What makes 5G so different is that it will be built and rolled out based upon specific use cases, versus the one size fits all, ‘build it and they will come’ mindset of wireless technologies of the past. The ability for carriers to create individualized slices of their network means that the roll out of 5G will happen in a more targeted fashion, since each network slice will be designed to cater to the specialized needs defined by each use case or industry. This opens a whole new world of customized network-slice-as-a-service (NSaaS) offerings that will be created by carriers and sold to different business verticals.
A new wireless era built on SLAs and KPIs
Historically, wireless services have been delivered mostly in ‘best-effort’ fashion, with everyone sharing the same network and getting the same basic level of coverage. But with 5G network slicing, carriers will be held to a new, higher standard and level of accountability for the services they provide, all driven by service level agreements based on KPIs. For example, certain mission-critical IoT applications, like self-driving cars or remote surgery, will require a network slice that provides extremely low latencies (1 – 10 milliseconds), high bandwidth, and a connection that is ultra-reliable. At the same time, long battery life and low cost may be the primary drivers for an IoT network slice designed for wildlife monitoring or smart city applications analyzing data from parking meter sensors. These applications may not be as dependent upon mission-critical reliability or high bandwidth.
And there will be dozens, and some say perhaps thousands, of these slices that each provider will need to support, with the challenge becoming: How will enterprise customers be assured that they are getting what they paid for? If the CSP doesn’t hold up its end of the bargain, the stakes are high. And not just for critical applications like medical devices and autonomous vehicles, but for other applications as well. For instance, let’s suppose a network slice is designed to deliver a low power connection that will help extend the battery life of thousands of sensors throughout a smart city. If services are provisioned incorrectly, it could cause the batteries to drain faster than expected. The sensors could stop working, potentially causing loss of service, while also costing the city millions of dollars to replace the sensors before their normal end of life.
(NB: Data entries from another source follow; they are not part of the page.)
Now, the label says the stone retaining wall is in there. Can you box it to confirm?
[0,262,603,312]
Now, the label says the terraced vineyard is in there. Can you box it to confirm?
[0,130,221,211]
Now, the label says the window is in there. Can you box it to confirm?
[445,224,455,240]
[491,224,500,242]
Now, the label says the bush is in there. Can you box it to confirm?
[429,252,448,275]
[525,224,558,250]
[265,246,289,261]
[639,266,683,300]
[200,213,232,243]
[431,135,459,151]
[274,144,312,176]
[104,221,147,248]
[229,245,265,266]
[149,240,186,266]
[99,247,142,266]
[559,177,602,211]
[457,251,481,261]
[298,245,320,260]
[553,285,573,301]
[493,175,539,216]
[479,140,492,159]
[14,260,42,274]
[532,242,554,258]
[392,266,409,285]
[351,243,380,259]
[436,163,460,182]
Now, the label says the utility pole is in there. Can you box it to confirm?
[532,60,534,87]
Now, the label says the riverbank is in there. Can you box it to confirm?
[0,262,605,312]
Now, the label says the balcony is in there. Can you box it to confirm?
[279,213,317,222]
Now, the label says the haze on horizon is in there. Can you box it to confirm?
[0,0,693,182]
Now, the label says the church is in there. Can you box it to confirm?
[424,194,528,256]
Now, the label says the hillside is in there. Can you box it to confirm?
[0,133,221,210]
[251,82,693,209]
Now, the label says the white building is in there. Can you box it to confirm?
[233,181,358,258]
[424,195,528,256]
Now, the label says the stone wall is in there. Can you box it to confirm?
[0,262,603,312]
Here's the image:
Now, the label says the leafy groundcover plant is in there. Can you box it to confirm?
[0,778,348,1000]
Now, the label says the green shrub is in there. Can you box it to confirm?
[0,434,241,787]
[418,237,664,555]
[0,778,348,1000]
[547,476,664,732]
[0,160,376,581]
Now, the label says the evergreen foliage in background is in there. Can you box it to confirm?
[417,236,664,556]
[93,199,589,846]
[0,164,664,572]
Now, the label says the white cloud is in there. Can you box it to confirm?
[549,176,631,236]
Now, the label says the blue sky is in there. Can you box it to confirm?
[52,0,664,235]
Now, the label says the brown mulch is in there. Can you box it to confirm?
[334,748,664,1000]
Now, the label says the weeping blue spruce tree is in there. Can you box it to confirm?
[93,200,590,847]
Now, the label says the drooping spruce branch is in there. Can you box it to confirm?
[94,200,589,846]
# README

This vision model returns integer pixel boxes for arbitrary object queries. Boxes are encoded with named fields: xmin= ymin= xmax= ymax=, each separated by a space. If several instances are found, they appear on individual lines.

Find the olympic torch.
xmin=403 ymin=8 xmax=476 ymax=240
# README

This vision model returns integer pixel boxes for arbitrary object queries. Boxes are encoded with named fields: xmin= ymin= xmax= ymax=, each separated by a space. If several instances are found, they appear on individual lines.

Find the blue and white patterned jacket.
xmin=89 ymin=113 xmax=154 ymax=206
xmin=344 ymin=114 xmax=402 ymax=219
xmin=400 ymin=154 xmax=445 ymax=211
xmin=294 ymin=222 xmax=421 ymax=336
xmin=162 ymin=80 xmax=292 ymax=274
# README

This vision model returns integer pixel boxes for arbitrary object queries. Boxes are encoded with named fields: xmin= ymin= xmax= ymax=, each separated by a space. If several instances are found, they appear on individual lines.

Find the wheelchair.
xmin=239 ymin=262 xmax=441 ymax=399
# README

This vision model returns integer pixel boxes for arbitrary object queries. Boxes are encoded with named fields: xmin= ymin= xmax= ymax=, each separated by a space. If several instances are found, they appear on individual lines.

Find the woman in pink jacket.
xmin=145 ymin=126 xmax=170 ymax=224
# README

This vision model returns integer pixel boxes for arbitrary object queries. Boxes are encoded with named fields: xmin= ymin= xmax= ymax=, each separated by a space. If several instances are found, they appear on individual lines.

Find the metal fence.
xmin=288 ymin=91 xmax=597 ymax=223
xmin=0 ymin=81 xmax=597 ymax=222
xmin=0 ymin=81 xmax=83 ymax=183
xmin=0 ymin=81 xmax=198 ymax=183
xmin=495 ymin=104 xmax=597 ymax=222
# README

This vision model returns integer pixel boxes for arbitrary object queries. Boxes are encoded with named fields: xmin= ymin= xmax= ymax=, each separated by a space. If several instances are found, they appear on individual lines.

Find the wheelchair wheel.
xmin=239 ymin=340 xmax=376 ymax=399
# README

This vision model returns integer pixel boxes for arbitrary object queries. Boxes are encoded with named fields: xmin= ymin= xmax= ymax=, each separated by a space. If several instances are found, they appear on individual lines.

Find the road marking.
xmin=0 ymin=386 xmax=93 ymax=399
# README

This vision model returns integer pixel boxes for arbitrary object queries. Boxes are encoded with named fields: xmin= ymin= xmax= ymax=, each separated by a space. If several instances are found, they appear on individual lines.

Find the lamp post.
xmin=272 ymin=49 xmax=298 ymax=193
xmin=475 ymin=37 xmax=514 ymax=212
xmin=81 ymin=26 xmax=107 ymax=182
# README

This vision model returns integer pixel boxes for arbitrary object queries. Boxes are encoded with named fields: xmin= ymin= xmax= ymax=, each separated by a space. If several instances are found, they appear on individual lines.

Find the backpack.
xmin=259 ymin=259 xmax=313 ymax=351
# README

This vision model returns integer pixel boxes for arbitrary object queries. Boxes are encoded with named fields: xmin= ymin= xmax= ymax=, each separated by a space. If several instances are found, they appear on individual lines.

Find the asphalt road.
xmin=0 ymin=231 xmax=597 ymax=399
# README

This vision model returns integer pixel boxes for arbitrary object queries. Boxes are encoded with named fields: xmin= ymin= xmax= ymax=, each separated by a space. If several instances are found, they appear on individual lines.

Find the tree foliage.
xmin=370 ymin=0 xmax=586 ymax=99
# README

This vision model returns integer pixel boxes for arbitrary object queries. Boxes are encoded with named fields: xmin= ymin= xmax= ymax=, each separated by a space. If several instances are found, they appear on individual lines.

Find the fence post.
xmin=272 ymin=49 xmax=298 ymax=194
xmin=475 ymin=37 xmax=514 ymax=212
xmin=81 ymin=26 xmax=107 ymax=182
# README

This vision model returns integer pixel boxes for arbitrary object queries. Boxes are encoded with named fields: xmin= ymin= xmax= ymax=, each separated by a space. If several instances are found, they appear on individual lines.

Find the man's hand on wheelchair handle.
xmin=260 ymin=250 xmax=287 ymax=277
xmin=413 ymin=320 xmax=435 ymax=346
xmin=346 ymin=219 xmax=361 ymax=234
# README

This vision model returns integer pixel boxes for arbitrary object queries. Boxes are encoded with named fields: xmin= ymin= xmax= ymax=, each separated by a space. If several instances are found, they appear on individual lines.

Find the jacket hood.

Today, when we make a call, watch a Netflix video on our tablet, or access the internet from our smartphones, it’s quickly evident if we have a connection or not. But when it comes to services being delivered over network slices, things get more complex. As a service provider, how can I assure my Enterprise customers that they are getting – and providing to their customers – the level of service we’ve agreed to? For this reason, many CSPs are looking at giving enterprise customers access to end-point systems that will be used to monitor and manage their slices. Because each slice of the network is purpose-built, the intelligence to run, control, manage, operate and administer a slice needs to be given to the provider of the service. Typically, this is the enterprise customer or OTT. These service dashboards are expected to provide end-to-end monitoring for each industry vertical and for each end user, enabling the 5G network provider to allow aggregated service performance visualization, with the ability to drill-down to individual network slices, while using powerful analytics and the backend to ensure that committed SLAs levels have been met. The dashboard is just the tool or ‘window’ into what is happening on the network, with the service assurance component providing the real analytics muscle behind ensuring everything is performing as promised.
Delivering this level of access, automation and visibility to customers may be common in the world of cloud services, but not in telecom. As an industry, CSPs are indeed entering a new and exciting ‘DevOps’ era, one that requires not just new tools and technologies, but also a new mindset and way of thinking about the services they’re selling.